La commission des pétitions, l'une des 22 commissions et sous-commissions du Parlement, est chargée de recevoir les plaintes des citoyens, d'enquêter et de rendre compte de la manière dont la législation européenne est appliquée dans les Etats membres. Tout citoyen européen -ou résident au sein de l'Union européenne[1]- dispose du droit de porter une pétition à l'attention du Parlement européen. Les entreprises peuvent exercer ce droit de pétition, si elles ont leur siège dans l’Union. Près de 4 pétitions par jour sont soumises à cette commission.
 
«En 2010, le Parlement européen a reçu 1.655 pétitions[2], une diminution de 14% par rapport aux 1.924 pétitions soumises en 2009. 653 pétitions (39,5%) ont été déclarées irrecevables», peut-on lire dans le communiqué de la Peti du 14 juin. Selon les députés, ce nombre montre qu'il y a lieu de poursuivre les efforts pour mieux informer les citoyens au sujet des compétences de la commission des pétitions. «Nous sommes d'avis que cette commission est la plus à même de suivre les initiatives des citoyens et que nous devons accroître la transparence et l'accès aux informations des institutions européennes», a déclaré le rapporteur Willy Meyer ) après le vote.
 
Il est intéressant de noter que la majeure partie des plaintes citoyennes reçues en 2010 sont liées à des problèmes environnementaux (12%). Viennent ensuite les droits fondamentaux (8%), le marché intérieur (7%) et la justice (6%). Les députés soulignent «la négligence de certains Etats membres incapables d'appliquer la législation européenne en matière d'environnement». En outre, ils invitent instamment la Commission européenne à contrôler plus vigoureusement le respect de cette législation à tout moment de la procédure et non seulement lorsqu'une décision finale a été prise.
 
Des pétitions sont par exemple envoyées lorsqu'une autorité nationale n'assure pas la protection des zones spéciales de conservation.

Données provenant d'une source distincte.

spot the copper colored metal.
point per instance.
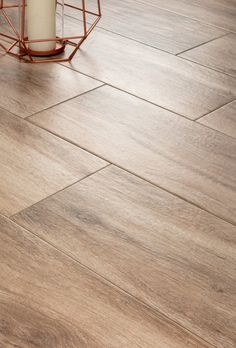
(16, 42)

Le 24 mai 2011, la Peti auditionnait les pétitionnaires GCO-Non Merci et Alsace Nature, qui contestent un décret du 23 janvier 2008 déclarant d’utilité publique le Grand contournement Ouest de Strasbourg (GCO). Le projet ne respecterait pas la directive «Habitats»[3] (Natura2000) et mettrait en danger des espèces menacées comme le grand hamster (dans le JDLE), le pélobate brun (un amphibien) et le crapaud vert. La Commission avait jugé recevable cette pétition pour violation du droit communautaire.
 
«De nombreuses pétitions citoyennes mettent en cause la Bulgarie non seulement pour désignation insuffisante de sites Natura2000, mais également pour mauvaise gestion des sites existants», notait Sandrine Bélier, député européenne (EELV) début février dernier.
Un projet de résolution a été adopté par les députés, dans lequel ils demandent que la commission des pétitions représente le Parlement lors de l'audition publique des représentants ayant reçu un million de signatures pour leur initiative citoyenne.
 
Le 9 décembre 2010, plus d’un million d’Européens ont appelé la Commission à interdire les organismes génétiquement modifiés (OGM) jusqu’à ce que soient améliorées les procédures d’évaluation et d’autorisation en Europe (dans le JDLE). Il s’agissait de la première initiative européenne, menée par les ONG Avaaz et Greenpeace.
 
Selon les députés, les initiatives n'ayant pas atteint ce nombre dans le délai requis devraient également être orientées vers la commission des pétitions pour un débat plus approfondi.
 
Enfin, la création d'un portail Internet consacré aux pétitions a été demandée. Il pourrait être doté d'un modèle d'enregistrement interactif, qui fournirait des informations sur la mission du Parlement ainsi que des liens vers d'autres moyens de recours aux niveaux européen et national.


[1] Géographiquement, les pétitions concernent en premier lieu l’Espagne, juste devant l’UE dans sa globalité (16% du total). Viennent ensuite l’Allemagne et l’Italie.